Светлый фон

Никитенко добрался до конца шеренги и удивленно сморгнул. Стоящий на левом фланге подросток разительно отличался от тысяч товарищей по несчастью, которых старлею приходилось доселе видеть. Никитенко даже не сразу понял, чем именно отличался, а когда понял, удивился еще больше. Нет, не высоколобым, белокожим и сероглазым лицом с длинными ресницами и пухлыми губами, как у девчонки. И не вольготной позой, словно подросток не в строю стоял, а расслабился где-нибудь на природе. Отличие было во взгляде, мечтательно и безмятежно скользящем вдоль рядов колючей проволоки. И в улыбке, теплой, радостной и доброжелательной. Никитенко мог бы поклясться, что улыбка эта – не из тех, что надевает на рожу претендующий на статус борзого отморозок, нарочито демонстрирующий начальству наглое отрицалово. Улыбка была искренней, словно паренек радовался предстоящему сроку, охране, вышкам по краю запретки, недоеданию, унижениям и побоям.

Явный псих, рассудил старлей. Неясно лишь, почему здесь, а не в дурке.

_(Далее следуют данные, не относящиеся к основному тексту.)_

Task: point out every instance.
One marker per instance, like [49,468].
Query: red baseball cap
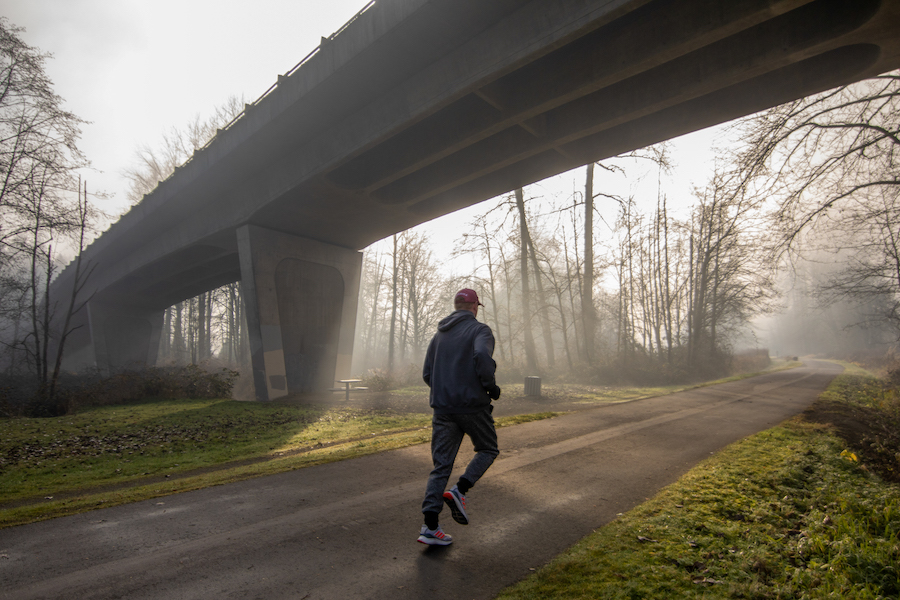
[468,296]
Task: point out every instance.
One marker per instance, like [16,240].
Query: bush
[20,396]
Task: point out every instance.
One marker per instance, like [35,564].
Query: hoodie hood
[449,322]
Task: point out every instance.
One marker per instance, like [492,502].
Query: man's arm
[485,366]
[429,364]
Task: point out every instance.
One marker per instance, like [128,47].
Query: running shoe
[434,537]
[457,503]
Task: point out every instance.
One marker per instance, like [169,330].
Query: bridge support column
[301,298]
[121,337]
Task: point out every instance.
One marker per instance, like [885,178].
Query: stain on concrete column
[122,337]
[301,297]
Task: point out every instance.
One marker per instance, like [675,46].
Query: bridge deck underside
[422,107]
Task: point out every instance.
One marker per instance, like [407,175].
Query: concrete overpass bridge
[417,108]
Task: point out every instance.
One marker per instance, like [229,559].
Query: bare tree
[829,162]
[39,212]
[154,164]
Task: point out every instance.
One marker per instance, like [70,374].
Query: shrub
[19,396]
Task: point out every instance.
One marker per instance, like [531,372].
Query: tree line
[596,284]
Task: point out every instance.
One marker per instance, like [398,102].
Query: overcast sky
[135,68]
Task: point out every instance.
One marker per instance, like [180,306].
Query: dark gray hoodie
[459,365]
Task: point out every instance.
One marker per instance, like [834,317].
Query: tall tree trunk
[393,311]
[530,354]
[542,311]
[588,317]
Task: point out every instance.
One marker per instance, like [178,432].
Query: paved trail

Никитенко сверился с сопроводительным листом, и удивление, вместо того чтобы развеяться, лишь усилилось.

Гаврилов Гаврила Гаврилович… старлей понимающе хмыкнул: подобным образом в некоторых детдомах называли подкидышей. Семнадцати лет от роду, статья сто пять, часть вторая – умышленное убийство, совершенное с особой жестокостью. Признан виновным, осужден, так… Четырнадцать лет сроку – с учетом возраста, считай, максимум. Вот тебе и мечтательный невинный взгляд на пару с дружелюбной улыбкой.

Никитенко крякнул и махнул конвойным.

– Этих пятерых – в карантин. А с этим я пока побеседую. Гаврилов, за мной!

* * *

– Присаживайся, – старлей кивнул на табурет в паре метров от щербатого, советских времен стола. – Рассказывай.

Осужденный двигался будто во сне – все с тем же мечтательным взглядом и доверчивой улыбкой, словно прилепившейся к пухлым губам.

– О чем вам рассказать, господин военный?

Голос у этого Гаврилы Гаврилыча, роду-племени за собой не помнящего, оказался вовсе не девчоночий, а, напротив, сочный, глубокий и доверительный, под стать улыбке. Обращение «господин военный», однако, смахивало на издевательство. Никитенко привычно примерился – пара раз по морде надежно пресекала любые попытки запанибратства. Он уже занес было руку, собираясь выбить из щенка спесь, но в последний момент перерешил.

– Я тебе не господин военный, а гражданин начальник, – рявкнул Никитенко. – Ясно, нет?

– Вы ведь хотели меня ударить, да? – Подросток по-прежнему приязненно улыбался. – Вы правильно поступили, что отказались от своего намерения. Не надо больше никого бить.